The shower is where we go to get clean, so most people probably don’t realize their showerhead is literally teeming with microbes. Scientists are recruiting people across the US who are willing to provide samples from their showers, so they can catalogue which bacteria are in there and how they compare in different parts of the country.
“We’re interested in the microbes inside your home,” Noah Fierer, a microbial ecologist at the University of Colorado, told me. In the past several years, scientists have started to define the many, many communities of bacteria and other microbes that thrive inside our guts, on our skin, and everywhere around us, including in our houses.
We spend most of our lives inside, he told me, yet we have almost no idea which species of bacteria we’re interacting with, or the impacts they’re having on us—good and bad.
In a paper published in 2015, Fierer and his collaborators described the stuff they found living in household dust. “We had thousands of [people] across the US sample the dust on the door trim in their homes,” he said. “And you see all sorts of patterns,” including geographical ones: The fungal communities they found in the homes in Arizona were different than in New York City, and indoor and outdoor dust samples were different, too.

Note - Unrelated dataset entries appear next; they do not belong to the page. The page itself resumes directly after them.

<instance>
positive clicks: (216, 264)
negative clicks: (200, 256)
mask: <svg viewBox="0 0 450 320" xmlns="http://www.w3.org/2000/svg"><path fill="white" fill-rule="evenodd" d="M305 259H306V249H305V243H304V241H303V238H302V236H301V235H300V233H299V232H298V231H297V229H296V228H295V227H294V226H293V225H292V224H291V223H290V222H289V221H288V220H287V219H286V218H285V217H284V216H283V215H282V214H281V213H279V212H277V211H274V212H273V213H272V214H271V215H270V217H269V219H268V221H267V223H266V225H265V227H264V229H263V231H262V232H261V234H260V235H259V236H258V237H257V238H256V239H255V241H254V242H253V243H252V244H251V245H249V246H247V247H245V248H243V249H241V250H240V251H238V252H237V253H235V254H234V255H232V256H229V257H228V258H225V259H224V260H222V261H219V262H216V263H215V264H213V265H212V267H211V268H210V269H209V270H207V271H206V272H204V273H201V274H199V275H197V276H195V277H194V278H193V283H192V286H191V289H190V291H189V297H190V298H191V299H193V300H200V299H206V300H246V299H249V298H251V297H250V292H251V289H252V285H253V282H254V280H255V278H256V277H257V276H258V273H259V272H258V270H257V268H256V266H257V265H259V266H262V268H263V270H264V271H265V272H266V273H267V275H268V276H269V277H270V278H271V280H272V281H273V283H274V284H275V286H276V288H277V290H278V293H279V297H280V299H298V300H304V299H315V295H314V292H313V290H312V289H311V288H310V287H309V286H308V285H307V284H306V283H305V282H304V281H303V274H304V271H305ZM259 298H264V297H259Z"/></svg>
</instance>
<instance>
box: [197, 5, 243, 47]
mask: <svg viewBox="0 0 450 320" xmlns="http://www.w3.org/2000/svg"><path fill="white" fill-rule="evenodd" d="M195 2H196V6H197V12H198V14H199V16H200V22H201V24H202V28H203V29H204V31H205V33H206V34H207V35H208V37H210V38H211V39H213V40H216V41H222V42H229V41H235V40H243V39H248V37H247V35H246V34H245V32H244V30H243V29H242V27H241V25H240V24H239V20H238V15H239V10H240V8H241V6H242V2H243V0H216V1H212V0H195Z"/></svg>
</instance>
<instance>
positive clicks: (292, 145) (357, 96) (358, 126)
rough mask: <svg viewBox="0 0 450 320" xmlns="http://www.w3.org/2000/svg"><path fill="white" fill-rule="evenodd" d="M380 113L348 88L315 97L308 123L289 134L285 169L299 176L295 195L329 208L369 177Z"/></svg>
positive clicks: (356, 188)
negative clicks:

Beyond that, bacterial communities that live in household dust were influenced by the number of people in the home, and who they were—things like the male-female ratio, and whether there were pets in the home, all seemed to matter.
“Of course, there are allergens and pathogens, things we don’t want in our home,” Fierer said. “But a lot of organisms fall into the grey area. They’re probably harmless,” and some of them might be important to helping develop our immune system.

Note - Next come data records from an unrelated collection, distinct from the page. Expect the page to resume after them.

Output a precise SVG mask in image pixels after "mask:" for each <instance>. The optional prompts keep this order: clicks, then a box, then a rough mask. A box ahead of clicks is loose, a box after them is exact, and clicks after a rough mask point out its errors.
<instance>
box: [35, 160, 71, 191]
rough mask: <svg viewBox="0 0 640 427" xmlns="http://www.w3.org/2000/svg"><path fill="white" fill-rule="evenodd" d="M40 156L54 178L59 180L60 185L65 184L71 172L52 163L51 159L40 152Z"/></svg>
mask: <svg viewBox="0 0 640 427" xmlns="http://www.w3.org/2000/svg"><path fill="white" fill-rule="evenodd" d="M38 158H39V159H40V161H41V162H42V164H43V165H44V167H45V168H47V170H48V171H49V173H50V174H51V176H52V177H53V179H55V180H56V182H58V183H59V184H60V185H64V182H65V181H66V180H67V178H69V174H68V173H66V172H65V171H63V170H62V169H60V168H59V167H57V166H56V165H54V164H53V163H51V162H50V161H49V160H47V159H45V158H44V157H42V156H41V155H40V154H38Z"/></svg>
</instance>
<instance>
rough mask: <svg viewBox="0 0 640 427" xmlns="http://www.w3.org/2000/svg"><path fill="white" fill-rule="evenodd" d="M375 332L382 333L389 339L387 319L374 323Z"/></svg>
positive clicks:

Before we can really understand these microbes and what they’re doing to us, we need to figure out which ones are even there, and establish some kind of a baseline. That includes the ones living in our shower, a special microbial environment unto itself.
“It turns out there are a lot of microbes living in your showerhead,” said Fierer, who’s working on this with researchers from North Carolina State University and National Jewish Health, a respiratory hospital in Denver.

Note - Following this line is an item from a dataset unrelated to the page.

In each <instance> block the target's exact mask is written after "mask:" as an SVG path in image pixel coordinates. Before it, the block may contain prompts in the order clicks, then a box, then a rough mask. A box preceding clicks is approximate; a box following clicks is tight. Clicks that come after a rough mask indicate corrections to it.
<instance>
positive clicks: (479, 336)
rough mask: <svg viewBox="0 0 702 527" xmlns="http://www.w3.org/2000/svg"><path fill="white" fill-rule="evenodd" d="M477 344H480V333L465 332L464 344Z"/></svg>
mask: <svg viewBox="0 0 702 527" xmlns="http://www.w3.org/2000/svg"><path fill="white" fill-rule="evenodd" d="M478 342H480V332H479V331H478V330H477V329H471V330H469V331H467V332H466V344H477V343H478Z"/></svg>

“Taking a shower is a major way we get exposed to environmental microbes,” he continued. “That’s not necessarily good or bad. I don’t want people freaking out about it.” Fierer emphasized this many times in our phone call.
One bug that’s been found in household plumbing, and might be of concern, is Nontuberculous mycobacteria (NTM), which can cause lung infections. These microbes are found in showerheads across the country, although cases of the disease are more frequently diagnosed in some geographical areas than others.
For reasons that scientists don’t understand very well right now, there seem to be hotspots for the disease in Hawaii, Florida, and the New York metropolitan area, Fierer said.
Understanding that better is a main motivation for the showerhead microbiome project. Fierer and the researchers are recruiting people across the US. They’re hoping that 2,000 households or so send in samples, especially from Hawaii, where the NTM infections are more prevalent. (They’ll be expanding the recruitment to Europe, too.)
By fall, they plan to begin DNA sequencing and other types of analysis on the samples. Everyone who participates will get updates on what’s living in their showerhead.
But if you decide to send in a showerhead sample, don’t have high hopes that these scientists will tell you exactly how grody it is. “We know too little to tell you immediately what to do with regard to your shower,” says a website about the project, run by researcher Rob Dunn. “We won’t be able to say, tomorrow, ‘this is the solution,’ or ‘your shower is healthy.’” That’s because the answer depends not just on what’s living in your shower, but what’s living in, on, and around you, Dunn’s site says.
“A microbe that’s beneficial to one person may be dangerous to another,” it explains.
In the meantime, get used to the idea that, even when you’re taking a shower, a whole pile of microbes are all in there with you, floating around in the steam.